Rival accounts of (singular) causation:
Many rival theories, such as acquaintance-based theories or the “Canberra plan” for causation, face the two problems.
Whether part of, or even all, causal relations are indeterministic is a contingent matter to be studied by theoretical physics.
Probabilistic version of counterfactual analysis: “C occurs, E has a certain chance (objective single-case probability) of occurring, and as it happens E does occur; but without C, E’s chance would have been less.”
Problem: Event A may raise the probability of event B without “causing” it (in the sense that we intuitively do not think A causes B in this case). It is hard to find a noncircular way to distinguish causal instances of probability-raising from non-causal ones (noncircular in the sense of not appealing to causal notions).

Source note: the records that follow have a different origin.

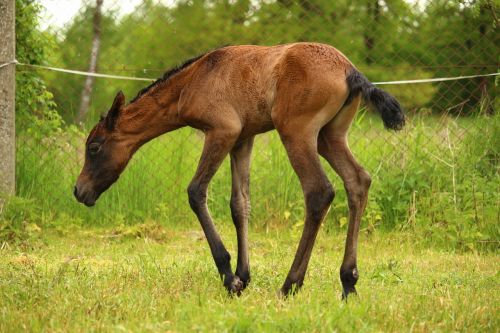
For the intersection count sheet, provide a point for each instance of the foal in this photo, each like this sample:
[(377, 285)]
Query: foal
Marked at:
[(308, 92)]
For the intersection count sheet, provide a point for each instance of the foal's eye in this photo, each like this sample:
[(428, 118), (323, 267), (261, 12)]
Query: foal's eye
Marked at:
[(94, 148)]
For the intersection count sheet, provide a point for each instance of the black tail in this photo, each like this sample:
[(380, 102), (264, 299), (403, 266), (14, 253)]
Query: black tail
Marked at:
[(385, 104)]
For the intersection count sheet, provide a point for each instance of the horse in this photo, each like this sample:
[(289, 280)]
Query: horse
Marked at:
[(308, 92)]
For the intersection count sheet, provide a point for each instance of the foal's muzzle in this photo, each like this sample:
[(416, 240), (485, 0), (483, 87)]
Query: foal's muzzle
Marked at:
[(85, 195)]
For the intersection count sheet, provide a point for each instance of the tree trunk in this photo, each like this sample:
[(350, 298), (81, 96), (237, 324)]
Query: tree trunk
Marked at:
[(94, 55), (7, 99), (373, 13)]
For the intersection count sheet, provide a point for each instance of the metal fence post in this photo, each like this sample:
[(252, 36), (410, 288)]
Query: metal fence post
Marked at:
[(7, 99)]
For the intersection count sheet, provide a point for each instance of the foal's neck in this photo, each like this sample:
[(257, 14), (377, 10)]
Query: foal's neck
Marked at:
[(153, 113)]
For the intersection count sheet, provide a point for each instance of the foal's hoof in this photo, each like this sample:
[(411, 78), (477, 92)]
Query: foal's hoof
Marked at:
[(349, 277), (235, 286), (348, 291), (289, 290)]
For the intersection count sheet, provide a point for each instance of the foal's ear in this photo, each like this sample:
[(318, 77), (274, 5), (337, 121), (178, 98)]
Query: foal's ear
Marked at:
[(114, 111)]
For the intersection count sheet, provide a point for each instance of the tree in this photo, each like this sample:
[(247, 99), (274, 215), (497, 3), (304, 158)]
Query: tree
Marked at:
[(94, 55)]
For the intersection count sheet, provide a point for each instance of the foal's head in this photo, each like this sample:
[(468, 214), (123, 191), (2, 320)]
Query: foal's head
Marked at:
[(107, 152)]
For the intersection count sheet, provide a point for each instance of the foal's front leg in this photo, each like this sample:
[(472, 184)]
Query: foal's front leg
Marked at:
[(217, 145), (240, 204)]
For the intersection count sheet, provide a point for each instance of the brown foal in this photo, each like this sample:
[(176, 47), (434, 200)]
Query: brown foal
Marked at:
[(308, 92)]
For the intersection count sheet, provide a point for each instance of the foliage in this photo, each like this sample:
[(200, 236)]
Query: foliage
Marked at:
[(35, 106)]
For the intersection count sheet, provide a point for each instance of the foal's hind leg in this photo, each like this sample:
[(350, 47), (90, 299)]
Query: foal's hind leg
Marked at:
[(300, 143), (217, 145), (332, 145), (240, 204)]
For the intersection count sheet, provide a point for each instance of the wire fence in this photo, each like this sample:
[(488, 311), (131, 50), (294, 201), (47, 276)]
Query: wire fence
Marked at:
[(387, 40)]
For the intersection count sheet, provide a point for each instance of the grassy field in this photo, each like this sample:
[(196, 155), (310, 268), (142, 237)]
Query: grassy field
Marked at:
[(138, 261), (438, 177), (148, 278)]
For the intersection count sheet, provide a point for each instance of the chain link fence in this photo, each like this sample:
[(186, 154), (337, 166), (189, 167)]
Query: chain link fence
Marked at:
[(387, 40)]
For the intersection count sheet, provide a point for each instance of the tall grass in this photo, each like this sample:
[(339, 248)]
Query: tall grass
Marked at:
[(439, 174)]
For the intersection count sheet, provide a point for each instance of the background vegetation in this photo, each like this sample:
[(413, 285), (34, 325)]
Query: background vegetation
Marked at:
[(429, 237)]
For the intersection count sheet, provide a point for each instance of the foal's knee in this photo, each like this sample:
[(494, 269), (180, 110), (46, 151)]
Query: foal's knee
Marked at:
[(318, 201), (197, 195), (358, 188)]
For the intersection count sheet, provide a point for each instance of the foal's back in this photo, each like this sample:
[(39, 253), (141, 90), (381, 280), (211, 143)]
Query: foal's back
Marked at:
[(243, 84)]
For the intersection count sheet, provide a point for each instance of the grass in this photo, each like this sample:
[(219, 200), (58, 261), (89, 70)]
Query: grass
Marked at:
[(138, 262), (439, 176), (151, 278)]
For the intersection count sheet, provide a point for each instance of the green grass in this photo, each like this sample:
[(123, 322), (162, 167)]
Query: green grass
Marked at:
[(438, 177), (147, 278)]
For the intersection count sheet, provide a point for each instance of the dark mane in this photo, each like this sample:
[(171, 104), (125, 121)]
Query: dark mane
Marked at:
[(168, 74)]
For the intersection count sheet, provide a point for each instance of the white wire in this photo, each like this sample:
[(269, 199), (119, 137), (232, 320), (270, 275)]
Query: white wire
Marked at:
[(120, 77)]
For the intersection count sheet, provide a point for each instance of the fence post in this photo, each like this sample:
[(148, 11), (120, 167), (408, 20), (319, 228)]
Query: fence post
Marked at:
[(7, 99)]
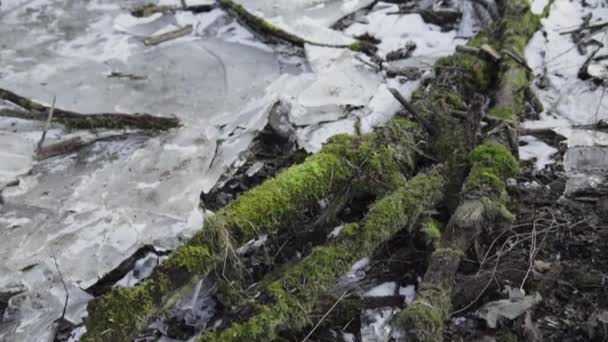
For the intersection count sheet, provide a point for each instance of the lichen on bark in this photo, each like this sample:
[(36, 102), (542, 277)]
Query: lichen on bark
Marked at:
[(290, 298), (374, 162)]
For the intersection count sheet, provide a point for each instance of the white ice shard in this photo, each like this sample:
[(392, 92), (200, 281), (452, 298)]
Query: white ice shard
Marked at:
[(308, 19), (568, 100), (92, 209)]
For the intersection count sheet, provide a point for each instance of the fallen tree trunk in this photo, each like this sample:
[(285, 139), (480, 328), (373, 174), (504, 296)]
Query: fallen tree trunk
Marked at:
[(483, 194), (266, 29), (73, 120), (286, 302), (373, 163), (149, 9)]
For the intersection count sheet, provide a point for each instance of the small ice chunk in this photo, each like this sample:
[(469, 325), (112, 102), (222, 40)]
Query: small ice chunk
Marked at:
[(143, 269), (538, 150), (382, 290), (538, 6), (375, 325), (348, 337), (252, 244), (255, 168)]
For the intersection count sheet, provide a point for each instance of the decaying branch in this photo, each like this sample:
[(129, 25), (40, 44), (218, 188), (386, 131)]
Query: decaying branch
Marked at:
[(149, 9), (376, 162), (164, 37), (483, 194), (292, 299), (73, 120)]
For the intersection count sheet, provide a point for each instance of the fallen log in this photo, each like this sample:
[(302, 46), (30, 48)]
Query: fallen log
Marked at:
[(376, 163), (483, 193), (373, 163), (74, 120), (149, 9), (286, 302), (266, 29), (164, 37)]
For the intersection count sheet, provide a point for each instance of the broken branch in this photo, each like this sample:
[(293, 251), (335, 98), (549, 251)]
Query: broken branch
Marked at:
[(74, 120)]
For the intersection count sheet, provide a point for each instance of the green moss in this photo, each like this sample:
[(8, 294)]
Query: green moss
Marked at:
[(349, 231), (431, 230), (440, 17), (260, 24), (496, 158), (508, 337), (587, 280), (467, 72), (194, 259), (427, 313), (492, 165), (503, 113), (447, 252), (117, 314), (294, 294)]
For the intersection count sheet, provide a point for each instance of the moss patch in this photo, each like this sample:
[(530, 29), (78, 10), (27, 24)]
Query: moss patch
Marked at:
[(492, 165), (431, 230), (294, 294), (427, 313)]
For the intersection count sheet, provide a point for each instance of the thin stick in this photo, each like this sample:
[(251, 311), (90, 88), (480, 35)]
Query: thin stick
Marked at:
[(324, 316), (67, 293), (47, 125), (161, 38), (411, 110)]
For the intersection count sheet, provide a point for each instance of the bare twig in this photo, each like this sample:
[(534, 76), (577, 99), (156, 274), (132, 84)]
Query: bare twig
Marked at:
[(65, 288), (74, 120), (424, 122), (161, 38), (325, 316), (517, 58), (46, 126)]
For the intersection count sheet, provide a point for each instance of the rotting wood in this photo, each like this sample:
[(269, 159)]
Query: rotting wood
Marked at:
[(74, 120), (291, 300), (149, 9), (424, 122), (167, 36), (376, 162), (483, 194), (266, 29)]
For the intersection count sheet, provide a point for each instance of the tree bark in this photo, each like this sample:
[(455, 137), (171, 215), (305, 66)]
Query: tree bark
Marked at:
[(483, 194)]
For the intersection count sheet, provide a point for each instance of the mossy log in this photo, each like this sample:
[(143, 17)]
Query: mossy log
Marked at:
[(376, 163), (266, 29), (483, 193), (73, 120), (286, 303)]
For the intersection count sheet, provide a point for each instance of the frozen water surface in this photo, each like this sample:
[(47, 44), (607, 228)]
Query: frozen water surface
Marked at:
[(568, 100), (92, 209)]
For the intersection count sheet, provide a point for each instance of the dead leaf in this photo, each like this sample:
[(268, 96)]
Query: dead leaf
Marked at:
[(531, 331), (542, 266)]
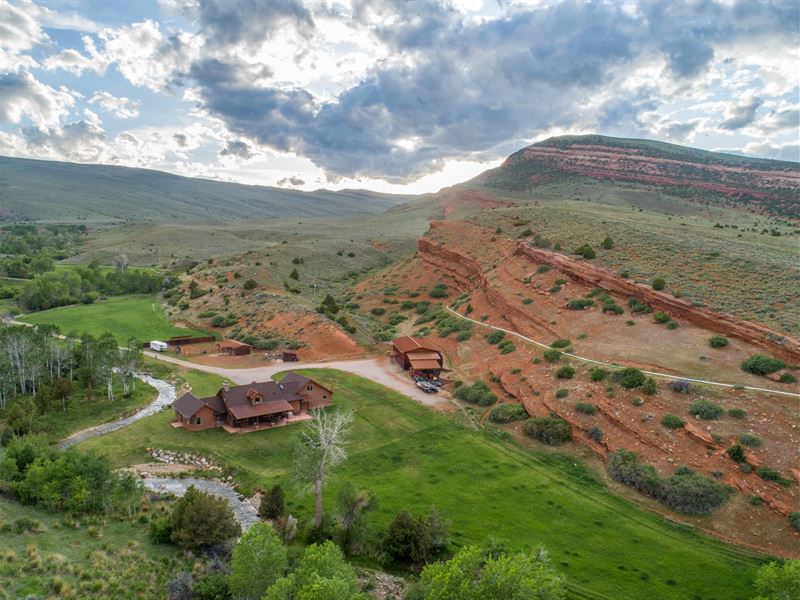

One terrorist places an unreliable bomb—a genuinely indeterministic device—on Flight 13; another terrorist places an unreliable bomb on Flight 17. As it happens, the bomb on Flight 13 goes off and the bomb on Flight 17 doesn’t. The Age runs a headline: ‘‘Airline bomb disaster.’’ The headline would have been just the same if it had been the bomb on Flight 17 that went off, or if it had been both. So the bomb on Flight 17 raised the probability of the headline, but certainly didn’t cause it. We want to say that the raising that counts is the raising of the probability of the causal chain of events and absences whereby the effect was actually caused. Raising the probability of some unactualized alternative causal chain leading to the same effect doesn’t count. But it would be circular to say it that way within an analysis of causation.